“I have always believed in an inclusive policy, in welcoming gays and others into the party,” Ford said. “I think the party has to have an umbrella philosophy if it expects to win elections.”
When asked by Price if gay couples should receive the same economic benefits as married couples, such as Social Security and tax deductions, Ford said, “I don’t see why they shouldn’t. I think that’s a proper goal…I think they ought to be treated equally. Period.”
Ford’s gay-supportive comments in the Price interview prompted the Republican Unity Coalition, a gay-straight alliance that advocated support for gay issues within the Republican Party, to invite Ford to join its advisory board.
To the amazement and delight of the group’s executive director, Charles Francis, Ford accepted the invitation, becoming the first past or current U.S. president to join the ranks of a gay rights advocacy organization.
Francis credited former U.S. Senator Alan Simpson (R-Wyo.), who served as the RUC’s honorary chair, with approaching Ford to join the group.
In a March 2003 letter to Francis, Ford expressed support for the then pending lawsuit before the U.S. Supreme Court, known as Lawrence v.
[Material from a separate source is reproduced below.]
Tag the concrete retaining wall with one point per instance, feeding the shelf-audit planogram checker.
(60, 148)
Texas, which sought to overturn the nation’s sodomy laws.
“I sincerely hope that you prevail in the case of Lawrence v. Texas,” Fold told Francis.
Ford later expressed support for legislation to ban discrimination based on sexual orientation in the workplace.
It is a little-known fact that Oliver Sipple, a gay man, may have saved Ford's life in 1975 when he grabbed the arm of Sara Jane Moore and wrestled her to the ground as she fired a gun at Ford as he was leaving a hotel in San Francisco. One of the bullets fired from Moore's gun missed Ford's head by a few feet. Moore was one of two women who attempted to assassinate Ford while he was president. The two assassination attempts always struck me as rather odd because women have so rarely in history assassinated political leaders.